To assess the thermostability, purified protease was exposed to various temperature points ranging from 60°C to 100°C for 30 or 60 minutes, followed by a rapid cooling to room temperature. For pH stability evaluation, the protease underwent incubation at room temperature under different pH conditions, including 1.0 N HCl (pH 2.0–4.0), citrate-phosphate buffer (pH 3.0–8.0), phosphate buffer (pH 6.0–8.0), tris buffer (pH 7.0–10.0), and 1.0 N NaOH (pH 9.0–12.0). Following a 120-minute incubation, the protease was readjusted to pH 8.0 using 1.0 N HCl or 1.0 N NaOH. The residual activity of each treatment was calculated in comparison with the non-treated control (100%) (Mostafa et al. 2019; Boughachiche et al. 2021).

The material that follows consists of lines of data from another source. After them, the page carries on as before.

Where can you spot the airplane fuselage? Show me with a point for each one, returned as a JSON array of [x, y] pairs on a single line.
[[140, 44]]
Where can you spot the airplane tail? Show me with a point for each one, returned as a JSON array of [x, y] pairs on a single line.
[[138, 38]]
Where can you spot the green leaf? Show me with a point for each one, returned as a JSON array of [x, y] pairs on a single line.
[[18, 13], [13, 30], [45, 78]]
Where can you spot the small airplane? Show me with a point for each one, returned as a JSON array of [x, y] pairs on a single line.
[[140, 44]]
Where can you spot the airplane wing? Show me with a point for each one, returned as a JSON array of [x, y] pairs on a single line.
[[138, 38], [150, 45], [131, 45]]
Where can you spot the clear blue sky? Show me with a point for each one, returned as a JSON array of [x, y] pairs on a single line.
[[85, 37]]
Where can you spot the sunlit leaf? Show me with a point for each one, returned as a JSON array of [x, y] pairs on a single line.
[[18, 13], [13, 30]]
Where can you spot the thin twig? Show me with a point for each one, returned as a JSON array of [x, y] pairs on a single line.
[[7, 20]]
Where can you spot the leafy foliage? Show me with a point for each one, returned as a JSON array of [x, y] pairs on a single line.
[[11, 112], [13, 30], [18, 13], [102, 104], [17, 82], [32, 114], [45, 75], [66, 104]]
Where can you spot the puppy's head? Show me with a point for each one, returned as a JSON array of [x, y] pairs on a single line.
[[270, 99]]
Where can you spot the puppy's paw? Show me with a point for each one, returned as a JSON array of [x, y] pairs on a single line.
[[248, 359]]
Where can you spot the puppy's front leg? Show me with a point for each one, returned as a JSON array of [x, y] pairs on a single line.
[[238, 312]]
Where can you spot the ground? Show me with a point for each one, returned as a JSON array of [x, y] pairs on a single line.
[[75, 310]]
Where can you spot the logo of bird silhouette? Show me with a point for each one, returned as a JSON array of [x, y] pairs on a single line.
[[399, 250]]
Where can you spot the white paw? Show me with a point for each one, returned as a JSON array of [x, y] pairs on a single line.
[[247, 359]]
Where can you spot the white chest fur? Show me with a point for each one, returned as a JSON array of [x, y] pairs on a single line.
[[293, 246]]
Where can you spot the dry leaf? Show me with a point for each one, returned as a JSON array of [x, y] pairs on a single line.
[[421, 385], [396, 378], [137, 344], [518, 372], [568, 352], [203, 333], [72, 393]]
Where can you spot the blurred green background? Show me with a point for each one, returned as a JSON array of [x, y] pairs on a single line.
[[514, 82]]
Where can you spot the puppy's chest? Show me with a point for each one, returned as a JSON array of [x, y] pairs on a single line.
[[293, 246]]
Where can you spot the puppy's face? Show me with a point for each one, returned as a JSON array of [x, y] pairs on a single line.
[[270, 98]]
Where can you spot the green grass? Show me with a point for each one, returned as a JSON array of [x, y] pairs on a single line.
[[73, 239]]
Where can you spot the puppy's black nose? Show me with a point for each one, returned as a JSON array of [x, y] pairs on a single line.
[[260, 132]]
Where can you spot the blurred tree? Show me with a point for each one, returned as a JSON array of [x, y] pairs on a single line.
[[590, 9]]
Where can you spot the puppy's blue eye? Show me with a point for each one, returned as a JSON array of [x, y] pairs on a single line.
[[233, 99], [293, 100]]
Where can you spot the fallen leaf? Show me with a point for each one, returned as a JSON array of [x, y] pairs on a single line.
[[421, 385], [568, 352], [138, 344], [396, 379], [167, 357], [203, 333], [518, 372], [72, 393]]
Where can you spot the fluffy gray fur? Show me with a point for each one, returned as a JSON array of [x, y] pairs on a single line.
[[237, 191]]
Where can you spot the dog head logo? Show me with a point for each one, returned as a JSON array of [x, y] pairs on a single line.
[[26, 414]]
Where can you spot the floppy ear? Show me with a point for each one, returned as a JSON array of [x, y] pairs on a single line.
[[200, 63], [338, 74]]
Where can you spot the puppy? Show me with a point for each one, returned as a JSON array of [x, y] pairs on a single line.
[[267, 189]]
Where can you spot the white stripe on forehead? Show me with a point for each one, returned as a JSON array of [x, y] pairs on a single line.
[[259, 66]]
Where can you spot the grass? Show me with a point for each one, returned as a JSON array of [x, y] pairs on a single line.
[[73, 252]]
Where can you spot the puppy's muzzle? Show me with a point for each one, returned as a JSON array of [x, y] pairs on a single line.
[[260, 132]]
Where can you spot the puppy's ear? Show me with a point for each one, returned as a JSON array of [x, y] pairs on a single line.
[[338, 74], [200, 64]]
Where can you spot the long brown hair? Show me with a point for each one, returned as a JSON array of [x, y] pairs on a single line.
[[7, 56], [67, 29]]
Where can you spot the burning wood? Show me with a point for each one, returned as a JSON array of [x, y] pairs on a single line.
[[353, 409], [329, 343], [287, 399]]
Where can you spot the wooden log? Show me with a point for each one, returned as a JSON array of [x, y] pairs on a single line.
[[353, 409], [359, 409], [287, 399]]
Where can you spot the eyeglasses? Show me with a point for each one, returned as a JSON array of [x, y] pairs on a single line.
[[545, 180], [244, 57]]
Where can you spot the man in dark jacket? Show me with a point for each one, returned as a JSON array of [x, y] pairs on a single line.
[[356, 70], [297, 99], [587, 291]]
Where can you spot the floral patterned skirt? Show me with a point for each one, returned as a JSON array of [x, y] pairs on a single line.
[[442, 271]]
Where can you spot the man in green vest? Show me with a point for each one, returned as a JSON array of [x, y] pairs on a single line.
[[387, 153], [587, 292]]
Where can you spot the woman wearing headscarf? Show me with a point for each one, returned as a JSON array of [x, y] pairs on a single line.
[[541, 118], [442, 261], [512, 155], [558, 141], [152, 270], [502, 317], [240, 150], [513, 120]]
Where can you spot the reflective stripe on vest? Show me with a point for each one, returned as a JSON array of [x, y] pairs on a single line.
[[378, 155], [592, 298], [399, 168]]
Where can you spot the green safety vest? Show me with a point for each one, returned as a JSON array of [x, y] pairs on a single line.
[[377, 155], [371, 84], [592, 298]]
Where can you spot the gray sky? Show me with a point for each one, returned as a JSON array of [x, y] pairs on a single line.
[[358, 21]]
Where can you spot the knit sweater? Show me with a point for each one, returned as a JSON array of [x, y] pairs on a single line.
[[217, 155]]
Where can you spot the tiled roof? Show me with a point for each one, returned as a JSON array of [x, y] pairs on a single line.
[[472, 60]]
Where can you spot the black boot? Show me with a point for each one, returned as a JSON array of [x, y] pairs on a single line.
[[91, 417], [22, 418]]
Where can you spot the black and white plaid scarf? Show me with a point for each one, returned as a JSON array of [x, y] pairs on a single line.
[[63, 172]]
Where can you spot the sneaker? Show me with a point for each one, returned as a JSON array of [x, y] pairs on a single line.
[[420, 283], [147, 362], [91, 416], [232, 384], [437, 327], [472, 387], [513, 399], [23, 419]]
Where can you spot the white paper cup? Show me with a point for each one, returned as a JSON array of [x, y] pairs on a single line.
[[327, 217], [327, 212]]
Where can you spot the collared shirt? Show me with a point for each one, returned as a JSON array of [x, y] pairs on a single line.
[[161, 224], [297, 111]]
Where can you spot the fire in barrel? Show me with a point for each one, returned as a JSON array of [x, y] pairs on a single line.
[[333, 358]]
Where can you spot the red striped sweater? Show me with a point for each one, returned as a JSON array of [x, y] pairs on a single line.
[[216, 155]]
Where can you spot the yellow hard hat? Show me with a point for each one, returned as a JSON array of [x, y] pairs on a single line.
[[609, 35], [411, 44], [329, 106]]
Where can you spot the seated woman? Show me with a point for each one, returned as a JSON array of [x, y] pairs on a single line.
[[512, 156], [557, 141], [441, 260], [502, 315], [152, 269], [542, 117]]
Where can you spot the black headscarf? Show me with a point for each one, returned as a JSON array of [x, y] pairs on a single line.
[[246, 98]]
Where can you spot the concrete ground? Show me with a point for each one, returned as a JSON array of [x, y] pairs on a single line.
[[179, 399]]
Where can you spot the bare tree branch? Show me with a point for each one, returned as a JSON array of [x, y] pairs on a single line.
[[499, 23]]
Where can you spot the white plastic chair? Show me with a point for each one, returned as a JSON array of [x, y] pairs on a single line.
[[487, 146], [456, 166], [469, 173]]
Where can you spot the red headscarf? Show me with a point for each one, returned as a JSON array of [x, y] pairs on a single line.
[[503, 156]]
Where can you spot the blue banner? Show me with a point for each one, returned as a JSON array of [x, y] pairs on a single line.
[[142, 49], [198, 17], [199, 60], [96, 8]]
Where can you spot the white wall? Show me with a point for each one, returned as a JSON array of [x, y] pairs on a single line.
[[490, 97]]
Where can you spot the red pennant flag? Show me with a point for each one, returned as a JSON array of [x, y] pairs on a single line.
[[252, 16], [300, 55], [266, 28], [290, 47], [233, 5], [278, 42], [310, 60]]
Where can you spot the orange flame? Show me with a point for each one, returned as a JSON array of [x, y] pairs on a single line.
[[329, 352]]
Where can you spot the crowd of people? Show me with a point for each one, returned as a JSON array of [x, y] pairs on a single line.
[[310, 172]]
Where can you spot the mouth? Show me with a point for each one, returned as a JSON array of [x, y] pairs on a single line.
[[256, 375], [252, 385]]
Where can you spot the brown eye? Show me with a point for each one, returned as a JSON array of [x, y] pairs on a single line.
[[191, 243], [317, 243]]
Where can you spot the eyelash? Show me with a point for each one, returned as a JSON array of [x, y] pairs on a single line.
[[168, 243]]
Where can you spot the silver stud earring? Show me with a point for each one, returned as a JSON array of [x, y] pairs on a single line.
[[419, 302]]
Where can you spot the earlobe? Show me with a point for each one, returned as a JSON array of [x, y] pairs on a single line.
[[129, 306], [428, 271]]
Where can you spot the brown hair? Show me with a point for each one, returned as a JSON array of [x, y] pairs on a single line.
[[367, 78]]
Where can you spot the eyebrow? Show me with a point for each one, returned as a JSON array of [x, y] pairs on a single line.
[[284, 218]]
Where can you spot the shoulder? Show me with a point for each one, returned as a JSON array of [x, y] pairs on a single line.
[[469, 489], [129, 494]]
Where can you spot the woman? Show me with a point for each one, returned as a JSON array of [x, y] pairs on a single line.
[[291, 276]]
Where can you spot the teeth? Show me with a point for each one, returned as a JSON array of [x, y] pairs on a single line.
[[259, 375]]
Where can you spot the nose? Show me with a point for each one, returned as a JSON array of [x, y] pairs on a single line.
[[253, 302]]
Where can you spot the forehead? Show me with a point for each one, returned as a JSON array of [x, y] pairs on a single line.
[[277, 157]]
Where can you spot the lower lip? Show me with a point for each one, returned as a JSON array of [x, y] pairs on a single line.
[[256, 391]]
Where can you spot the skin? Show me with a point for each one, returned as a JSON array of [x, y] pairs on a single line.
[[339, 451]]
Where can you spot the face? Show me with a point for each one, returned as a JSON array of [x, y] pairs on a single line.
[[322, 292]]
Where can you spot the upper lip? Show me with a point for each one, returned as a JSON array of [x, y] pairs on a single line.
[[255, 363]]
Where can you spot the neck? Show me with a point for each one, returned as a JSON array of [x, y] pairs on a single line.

Effect of organic solvents, surfactants, bleaching agents, and proteolytic enzymes

The effect of organic solvents (methanol, ethanol, isopropanol, butanol, chloroform), surfactants (SDS, Tween 20, Tween 80, Triton X-100), bleaching agents (NaClO, H2O2) on the protease activity was assayed by incubating the protease with 10% organic solvents, 1.0% surfactants, and 0.5–3.0% bleaching agents for 60 minutes in optimal conditions. Each treatment’s residual activity was calculated compared to the non-treated control (100%). Additionally, the effect of proteolytic enzymes (proteinase K, trypsin, chymotrypsin, pepsin) was studied by treating CNXK100 protease with each of the proteolytic enzymes at a final concentration of 0.10 mg/ml for 30 minutes. The residual activity of each treatment was calculated in comparison with the non-treated control (100%) (Touioui et al. 2015; Xin et al. 2015).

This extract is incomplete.